2020 also saw the launch of the ‘I am ready’ campaign, part of the Ready, Set, PrEP program, which removes cost barriers to increase access to PrEP medications nationwide. In FY2020, SAMHSA grantees screened nearly 19,000 individuals for HIV, including 577 newly identified HIV-positive people, and linked 564 of those people to lifelong treatment. Our eventual goal is to ensure that every beneficiary of SAMHSA programming receives an HIV test, post-test counseling, and linkage to treatment or prevention services.
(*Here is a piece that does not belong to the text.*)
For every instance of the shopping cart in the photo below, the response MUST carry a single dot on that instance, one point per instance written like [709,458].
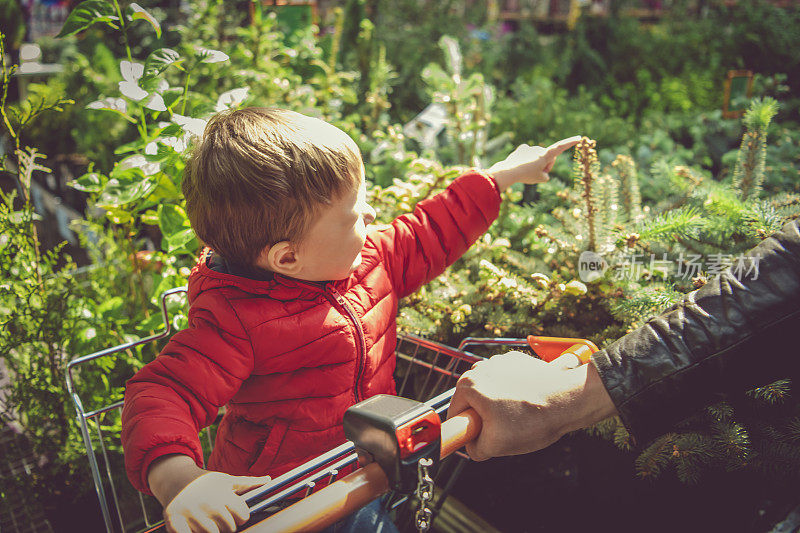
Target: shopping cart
[318,492]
To assist our grantees and partner organizations in their efforts to combat the HIV epidemic, SAMHSA has produced resources and funded grants that aim to address the intersection between substance abuse, mental disorder, and HIV/AIDS. In 2018, Dr. Elinore McCance-Katz reached out (PDF, 185 KB) to colleagues to urge the substance use treatment communities to focus on the synergistic epidemics of substance use disorder HIV, and viral hepatitis. In 2019, Dr. McCance-Katz reached out (PDF, 1.0 MB) to colleagues again to endorse greater utilization of oral fluid testing among all programs as an effective tool for HIV screening. Again in 2019, SAMHSA also produced a social media resource, the New HIV Prevention Platform. SAMHSA’s Substance Abuse and HIV Prevention Navigator Program for Racial/Ethnic Minorities provides training and education around the risks of substance misuse, education on HIV/AIDS, and needed linkages to service provision for individuals with HIV. SAMHSA’s Technology Transfer Centers provide technical assistance in real time to grantees navigating the COVID-19, opioid, and HIV epidemics.
Published in November 2020, SAMHSA’s Prevention and Treatment of HIV among People Living with Substance Use and/or Mental Disorders aims to inform health care and administrators, policy makers, and community members about strategies to prevent and treat HIV among individuals who have mental illness and/or substance use disorders.
On World AIDS Day 2020, SAMHSA would like to thank our staff, grantees, federal partners, and the substance use disorder and mental health community as a whole in working toward our shared goal of ending the HIV epidemic. SAMHSA understands the difficulties inherent in delivering care during the COVID-19 epidemic, and we thank you for your diligence and your flexibility during this time of great uncertainty. Thank you for the work you do to save lives and improve the health of the people of America.